Rise of Fire (Reign of Shadows #2)

I stared, truly without words. My arms started to shake and burn and I could no longer hold myself up.

I collapsed back on the bed, my hands opening and closing into fists at my sides as I stared up at the high beams in the ceiling, listening as the king of Lagonia’s faint laughter faded from my chamber.





FIFTEEN


Luna


SLEEP WAS IMPOSSIBLE. The bed was too big. The room too empty. The castle creaked and settled all around me, the eons-old stone sighing its old bones. The wind whipped and howled outside, pushing against the mullioned glass panes like a living thing trying to get inside. For a moment, I thought I heard a dweller’s eerie cry far in the distance—a world away from here.

I had never been truly alone. I’d always had Perla and Sivo, if not in the same room with me, then in the room beside me. The cadence of Perla’s gentle snores lulled me to sleep through childhood. When I finally left the tower, I’d had Fowler. Even on the Outside, in the great open space fraught with danger, he’d been there beside me every night.

The murmur of voices at my door brought me into a sitting position on the bed. I flattened my palms on the mattress, ready to push up and bolt if needed.

The door creaked open. Robes rustled and I smelled the faint aroma of incense. The bishop.

I crouched on my knees atop the bed. “What are you doing in here?” So much for the guard protecting me.

His ankle joints popped as he advanced with more speed than I would have thought a man of his size capable.

I scrambled to get off the bed, but he was there, the great mountain of him blocking me. I fell back, desperate to avoid contact, the heels of my hands holding me up on shaking arms. His intent was harm. I smelled it on him, bitter as charred ash on his sweating skin.

“You should never have come here,” he hissed, his voice wild in his zealotry. “You’ll bring ruin on us.”

I cringed at the stink of his onion-laced breath gusting in my face—and there was the stale aroma of that drink that had made me fuzzy-headed. “I don’t suppose it makes a difference that I don’t want to be here either.”

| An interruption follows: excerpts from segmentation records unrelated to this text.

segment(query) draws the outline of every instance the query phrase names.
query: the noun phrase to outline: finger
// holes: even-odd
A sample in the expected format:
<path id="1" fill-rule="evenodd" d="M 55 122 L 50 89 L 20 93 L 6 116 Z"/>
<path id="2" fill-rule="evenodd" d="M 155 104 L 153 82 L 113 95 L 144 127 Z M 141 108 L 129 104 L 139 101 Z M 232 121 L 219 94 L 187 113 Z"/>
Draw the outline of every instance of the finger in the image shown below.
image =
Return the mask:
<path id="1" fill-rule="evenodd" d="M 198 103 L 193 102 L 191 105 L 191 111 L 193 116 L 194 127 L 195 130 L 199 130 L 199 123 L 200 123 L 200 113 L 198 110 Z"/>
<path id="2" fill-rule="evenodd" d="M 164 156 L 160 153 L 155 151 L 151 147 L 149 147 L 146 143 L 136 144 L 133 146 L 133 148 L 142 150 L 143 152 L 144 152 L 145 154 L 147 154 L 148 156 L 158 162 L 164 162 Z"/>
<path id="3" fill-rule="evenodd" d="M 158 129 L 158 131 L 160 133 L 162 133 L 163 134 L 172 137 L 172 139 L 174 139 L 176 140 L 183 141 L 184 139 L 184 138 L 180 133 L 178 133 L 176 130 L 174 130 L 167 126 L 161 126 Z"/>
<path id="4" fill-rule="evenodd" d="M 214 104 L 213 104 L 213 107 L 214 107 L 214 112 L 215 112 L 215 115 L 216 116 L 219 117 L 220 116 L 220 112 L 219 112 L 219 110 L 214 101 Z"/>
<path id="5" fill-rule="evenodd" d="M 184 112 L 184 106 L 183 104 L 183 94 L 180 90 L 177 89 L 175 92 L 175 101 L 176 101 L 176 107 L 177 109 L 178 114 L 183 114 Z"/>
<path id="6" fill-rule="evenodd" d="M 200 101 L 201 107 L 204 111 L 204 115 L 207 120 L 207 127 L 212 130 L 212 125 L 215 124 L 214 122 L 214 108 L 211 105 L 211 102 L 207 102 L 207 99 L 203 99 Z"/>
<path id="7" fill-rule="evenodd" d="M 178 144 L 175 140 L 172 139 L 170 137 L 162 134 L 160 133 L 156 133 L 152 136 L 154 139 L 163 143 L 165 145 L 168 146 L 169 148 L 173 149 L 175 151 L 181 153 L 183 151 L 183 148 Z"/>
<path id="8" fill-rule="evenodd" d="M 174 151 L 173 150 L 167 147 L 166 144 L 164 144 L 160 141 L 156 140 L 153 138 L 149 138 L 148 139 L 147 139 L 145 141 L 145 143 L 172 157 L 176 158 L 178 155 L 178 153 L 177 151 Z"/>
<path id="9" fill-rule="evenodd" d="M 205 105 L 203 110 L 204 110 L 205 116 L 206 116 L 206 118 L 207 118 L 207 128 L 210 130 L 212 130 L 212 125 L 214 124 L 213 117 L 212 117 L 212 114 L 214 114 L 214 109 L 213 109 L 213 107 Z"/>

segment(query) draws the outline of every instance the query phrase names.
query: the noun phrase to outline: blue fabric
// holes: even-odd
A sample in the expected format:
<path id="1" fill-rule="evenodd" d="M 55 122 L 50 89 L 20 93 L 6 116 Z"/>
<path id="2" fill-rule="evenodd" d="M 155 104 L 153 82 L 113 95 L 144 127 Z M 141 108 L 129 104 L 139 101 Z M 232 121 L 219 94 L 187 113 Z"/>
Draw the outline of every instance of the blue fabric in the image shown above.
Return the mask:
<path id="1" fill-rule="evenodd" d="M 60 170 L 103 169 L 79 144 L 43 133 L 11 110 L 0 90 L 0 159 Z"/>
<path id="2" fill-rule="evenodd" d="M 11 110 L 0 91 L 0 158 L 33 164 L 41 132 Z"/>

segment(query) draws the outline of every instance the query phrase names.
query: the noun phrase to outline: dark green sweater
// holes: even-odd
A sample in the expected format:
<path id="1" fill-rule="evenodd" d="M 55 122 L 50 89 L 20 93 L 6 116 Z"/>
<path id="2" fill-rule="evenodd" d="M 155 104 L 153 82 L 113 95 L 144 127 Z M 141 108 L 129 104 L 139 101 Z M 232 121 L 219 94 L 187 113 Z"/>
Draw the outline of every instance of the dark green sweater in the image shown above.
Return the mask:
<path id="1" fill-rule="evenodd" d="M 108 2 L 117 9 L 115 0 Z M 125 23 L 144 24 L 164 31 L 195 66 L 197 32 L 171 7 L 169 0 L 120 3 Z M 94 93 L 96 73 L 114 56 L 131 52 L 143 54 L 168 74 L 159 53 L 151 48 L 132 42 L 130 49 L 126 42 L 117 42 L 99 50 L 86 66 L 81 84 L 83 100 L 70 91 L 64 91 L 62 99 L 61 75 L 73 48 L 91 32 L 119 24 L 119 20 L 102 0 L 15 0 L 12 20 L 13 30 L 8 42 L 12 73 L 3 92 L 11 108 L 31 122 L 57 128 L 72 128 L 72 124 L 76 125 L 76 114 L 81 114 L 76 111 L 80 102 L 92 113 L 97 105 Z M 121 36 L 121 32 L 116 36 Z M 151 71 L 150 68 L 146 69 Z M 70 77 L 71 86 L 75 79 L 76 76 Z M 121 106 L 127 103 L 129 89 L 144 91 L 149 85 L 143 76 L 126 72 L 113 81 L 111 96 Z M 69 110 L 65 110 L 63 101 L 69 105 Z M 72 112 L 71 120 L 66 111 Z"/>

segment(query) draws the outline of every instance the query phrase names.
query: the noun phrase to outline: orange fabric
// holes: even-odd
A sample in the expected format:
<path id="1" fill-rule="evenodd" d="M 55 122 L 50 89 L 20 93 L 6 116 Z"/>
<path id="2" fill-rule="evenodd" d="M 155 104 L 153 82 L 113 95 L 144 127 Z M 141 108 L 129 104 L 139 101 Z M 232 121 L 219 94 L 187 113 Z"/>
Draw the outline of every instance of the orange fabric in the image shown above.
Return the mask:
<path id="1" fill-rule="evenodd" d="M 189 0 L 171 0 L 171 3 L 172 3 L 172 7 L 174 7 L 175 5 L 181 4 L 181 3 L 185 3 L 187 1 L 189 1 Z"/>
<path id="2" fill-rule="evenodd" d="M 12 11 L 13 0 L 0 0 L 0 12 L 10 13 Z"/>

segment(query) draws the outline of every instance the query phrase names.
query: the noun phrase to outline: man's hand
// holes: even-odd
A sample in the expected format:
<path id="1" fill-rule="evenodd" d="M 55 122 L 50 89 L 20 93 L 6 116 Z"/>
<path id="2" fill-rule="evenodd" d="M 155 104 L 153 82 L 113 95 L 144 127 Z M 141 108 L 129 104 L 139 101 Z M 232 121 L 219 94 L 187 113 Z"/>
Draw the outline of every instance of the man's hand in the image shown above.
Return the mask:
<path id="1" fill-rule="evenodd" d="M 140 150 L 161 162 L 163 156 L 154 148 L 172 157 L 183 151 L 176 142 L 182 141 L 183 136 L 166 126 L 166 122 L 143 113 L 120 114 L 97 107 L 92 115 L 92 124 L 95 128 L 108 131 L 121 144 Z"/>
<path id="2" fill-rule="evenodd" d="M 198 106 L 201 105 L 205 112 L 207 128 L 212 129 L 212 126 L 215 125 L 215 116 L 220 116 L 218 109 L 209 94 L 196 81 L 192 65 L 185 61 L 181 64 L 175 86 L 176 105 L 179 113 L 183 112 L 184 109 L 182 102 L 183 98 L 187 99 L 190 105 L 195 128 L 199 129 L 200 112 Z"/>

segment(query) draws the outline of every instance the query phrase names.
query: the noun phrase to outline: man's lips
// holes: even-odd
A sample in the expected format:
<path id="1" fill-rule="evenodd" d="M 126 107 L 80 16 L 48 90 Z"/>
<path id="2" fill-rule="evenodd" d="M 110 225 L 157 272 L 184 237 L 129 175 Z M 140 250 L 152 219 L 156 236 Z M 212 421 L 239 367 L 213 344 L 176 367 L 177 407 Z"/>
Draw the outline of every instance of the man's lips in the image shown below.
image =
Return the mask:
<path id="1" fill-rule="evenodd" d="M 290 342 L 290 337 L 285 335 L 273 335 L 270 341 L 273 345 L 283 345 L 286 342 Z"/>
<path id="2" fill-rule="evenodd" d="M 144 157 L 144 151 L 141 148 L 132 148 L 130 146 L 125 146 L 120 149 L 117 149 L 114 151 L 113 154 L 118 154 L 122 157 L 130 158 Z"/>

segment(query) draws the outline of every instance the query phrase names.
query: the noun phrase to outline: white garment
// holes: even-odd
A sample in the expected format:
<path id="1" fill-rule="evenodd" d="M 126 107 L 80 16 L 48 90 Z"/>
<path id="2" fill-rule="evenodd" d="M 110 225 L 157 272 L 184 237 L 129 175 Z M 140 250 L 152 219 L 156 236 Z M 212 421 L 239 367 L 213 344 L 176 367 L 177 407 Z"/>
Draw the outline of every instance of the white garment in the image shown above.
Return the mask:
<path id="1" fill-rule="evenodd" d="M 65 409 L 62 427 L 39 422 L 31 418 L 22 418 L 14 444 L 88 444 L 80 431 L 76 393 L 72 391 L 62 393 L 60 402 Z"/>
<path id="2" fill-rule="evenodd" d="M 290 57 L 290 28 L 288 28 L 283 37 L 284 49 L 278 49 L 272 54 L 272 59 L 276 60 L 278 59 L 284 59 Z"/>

He continued as though I had not spoken. “The king doesn’t understand, but I do. You’ll bring war to Lagonia.”

“Aren’t we already at war? With this eclipse? With dwellers?”

“Precisely why we don’t need the addition of a war with Relhok.” He reached out and closed his hands around my neck. “I could open those doors and toss you off the balcony. It’s a long drop down. Can’t even see the bottom at midlight. No one would ever know what happened to you.”

I gasped at the dig of sausage-thick fingers around my throat. “Let me go,” I choked out, clawing at his slowly tightening grip. I hadn’t been through so much, come so far, to let it end like this.

“I could end you now. Save us all. God would forgive me.”

My legs thrashed, nails scoring the backs of his hands as he squeezed, crushing my windpipe.

I couldn’t breathe. A roaring filled my ears. It seemed the worst thing. Not dying, but dying like this. I had assumed it would be at the hands of dwellers.

The pressure in my head suddenly lightened and I felt like I was drifting. I didn’t feel the sweating, fat hands at my throat anymore.

Then the lightness vanished.

Pain returned as air filled my starved lungs. I clutched at my burning throat. It was a blissful sort of agony, though, because it signaled life. I wasn’t dead. Those crushing hands were no longer on my throat.

Dimly, volume returned. I sucked air in over the sounds of scuffling and harsh voices. Bone cracked against something thick and solid. Frand cried out shrilly.

I sat up, listening, one hand still wrapped around my throat, massaging the tender skin.

“Please, please, Your Highness,” Frand blubbered, dragging himself on the floor to get away from the prince. “I beg you! Stop!”

The prince’s boots followed after the large body, biting hard into the stone floor. His silken voice slid over me, filling me with a strange sort of relief. “You’re fortunate I’m nothing like my father, Bishop Frand, or you would not be leaving this room alive.”

“Th-Thank you, Your Highness! You are so generous,” the bishop babbled. There was the sound of a sloppy, wet kiss on the prince’s boot.

“Get off me before I change my mind!”

Frand whimpered and retreated, bringing his hands up to cover his blubbering face.

Chasan crouched over the pathetic man. “Now heed me. If anything, anything at all, happens to this girl, I will come for you. Your head on a pike in the courtyard. That will be your fate . . . your legacy.”

The viciousness of his threat startled me. I would not have thought he cared enough to bother. When his father proclaimed that we should marry, he did not seem any more happy about it than I was.